Conférence de Presse du 20 janvier 2012

Vœux, décryptage et grande tour...

par le groupe des éluEs

L’année 2011 s’est finie dans l’agitation financière, l’année 2012 risque fort de montrer un fort taux d’agitation électorale et sociale…

Dans trois mois, notre pays désignera un successeur à Nicolas Sarkozy. Dans la foulée, c’est l’assemblée nationale qui sera renouvelée. Cette actualité peut paraître loin de la politique municipale, elle la concerne néanmoins à plus d’un titre :
- de la couleur politique qui sortira de ces élections dépendra la façon dont notre pays sera géré pour les 5 prochaines années. De nombreux indicateurs montrent que ces 5 années vont être cruciales sur de nombreux points : réduction ou accroissement des inégalités, coup de frein ou poursuite de la financiarisation de l’économie, prise en compte ou non du risque pour nos sociétés de la crise énergétique et environnementale…
Si beaucoup de voix s’élèvent pour dénoncer le recul du politique face à l’argent, nous faisons partie de ceux qui pensent que la démocratie doit toujours primer sur le marché, et que le peuple et ses élus peuvent et doivent avoir leur destinée en main. De ces élections sortiront donc un contexte national dans lequel notre ville aura à agir, un contexte porteur ou handicapant…
- par ailleurs, plusieurs élus de notre ville, à commencer par le premier d’entre eux, aspirent à de plus hautes fonctions. Même si ces aspirations devaient être déçues, les mêmes auront à choisir entre leurs différents mandats et niveaux de responsabilité. Quels choix feront-ils ? Quelles en seront les conséquences sur l’exécutif municipal ? Autant d’incertitudes qui peuvent peser sur le travail du conseil municipal, et donc sur les grenoblois et qui sont la conséquence d’un cumul de mandats que nous avons toujours dénoncé.
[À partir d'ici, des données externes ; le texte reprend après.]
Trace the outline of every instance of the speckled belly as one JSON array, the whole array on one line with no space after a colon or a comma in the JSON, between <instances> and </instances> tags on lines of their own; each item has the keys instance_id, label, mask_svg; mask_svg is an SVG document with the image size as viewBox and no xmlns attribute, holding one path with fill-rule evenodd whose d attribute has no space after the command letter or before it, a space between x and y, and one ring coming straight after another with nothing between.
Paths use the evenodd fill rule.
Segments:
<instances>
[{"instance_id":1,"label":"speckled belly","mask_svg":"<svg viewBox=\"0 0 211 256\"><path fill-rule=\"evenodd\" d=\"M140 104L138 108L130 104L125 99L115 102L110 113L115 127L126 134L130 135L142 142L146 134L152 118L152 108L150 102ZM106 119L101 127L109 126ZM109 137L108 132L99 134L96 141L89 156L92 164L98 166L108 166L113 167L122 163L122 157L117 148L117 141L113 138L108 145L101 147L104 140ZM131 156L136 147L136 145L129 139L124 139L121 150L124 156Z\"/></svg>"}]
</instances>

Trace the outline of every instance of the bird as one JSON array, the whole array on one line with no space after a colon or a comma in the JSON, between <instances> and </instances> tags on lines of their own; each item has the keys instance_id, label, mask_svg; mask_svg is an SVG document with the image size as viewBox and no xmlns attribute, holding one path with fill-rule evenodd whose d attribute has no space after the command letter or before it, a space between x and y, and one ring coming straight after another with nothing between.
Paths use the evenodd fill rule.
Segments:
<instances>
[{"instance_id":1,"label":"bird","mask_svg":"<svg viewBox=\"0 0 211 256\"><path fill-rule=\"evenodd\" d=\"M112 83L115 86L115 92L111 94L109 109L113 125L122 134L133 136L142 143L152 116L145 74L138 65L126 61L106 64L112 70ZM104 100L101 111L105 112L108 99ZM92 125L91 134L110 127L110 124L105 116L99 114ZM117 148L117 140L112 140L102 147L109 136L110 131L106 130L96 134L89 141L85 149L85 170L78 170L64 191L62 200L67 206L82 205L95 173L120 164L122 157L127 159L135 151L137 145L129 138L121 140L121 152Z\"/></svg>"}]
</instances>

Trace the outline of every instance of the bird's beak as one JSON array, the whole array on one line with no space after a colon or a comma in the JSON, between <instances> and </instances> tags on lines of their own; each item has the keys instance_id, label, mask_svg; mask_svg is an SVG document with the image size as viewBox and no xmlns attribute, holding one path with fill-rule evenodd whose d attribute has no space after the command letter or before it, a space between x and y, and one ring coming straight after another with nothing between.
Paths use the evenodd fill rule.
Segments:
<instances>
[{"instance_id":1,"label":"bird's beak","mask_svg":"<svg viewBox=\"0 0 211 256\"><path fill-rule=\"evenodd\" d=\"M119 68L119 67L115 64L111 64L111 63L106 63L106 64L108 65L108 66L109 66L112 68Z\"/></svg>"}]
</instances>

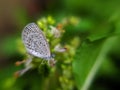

Nous souhaitons pour notre part que ces incertitudes soient le plus vite possible levées pour que notre conseil puisse travailler dans la sérénité…

Social aussi. Notre pays comme l’Europe vit une crise économique importante. Cette crise pourrait être saisie comme une opportunité par nos dirigeants pour repenser un modèle qui, d’évidence, ne marche plus. Ce n’est malheureusement pas encore le cas, et nous assistons, à tous les niveaux, à une fuite en avant accélérée.
Le problème dans cette fuite, c’est que ceux qui sont laissés sur le bord du chemin sont les plus fragiles d’entre nous… Chômeurs, personnes âgées, jeunes en difficulté, enfants en échec scolaire… Autant de catégories de population qui pâtissent de la réduction des services publics. La prochaine étape, bien entamée par le gouvernement actuel, verra la paupérisation des « classes moyennes » et le creusement, encore plus, des inégalités.
L’histoire nous enseigne qu’une société par trop inégale est par nature instable. Et on voit monter, à Grenoble comme ailleurs, le sentiment de déclassement, d’exclusion, et les populismes qui les exploitent.
Si notre ville n’est pas l’Europe ou l’Etat, elle peut, à son niveau, tout mettre en œuvre pour prévenir cette crise sociale. Tout mettre en œuvre pour lutter contre ce creusement des inégalités. Elle peut faire le choix de la proximité plutôt que l’élitisme. Elle peut faire le choix de la solidarité plutôt que la compétitivité. L’écologie suivra, automatiquement. On ne peut pas être prévenant envers son environnement si on ne l’est pas d’abord avec les plus fragiles…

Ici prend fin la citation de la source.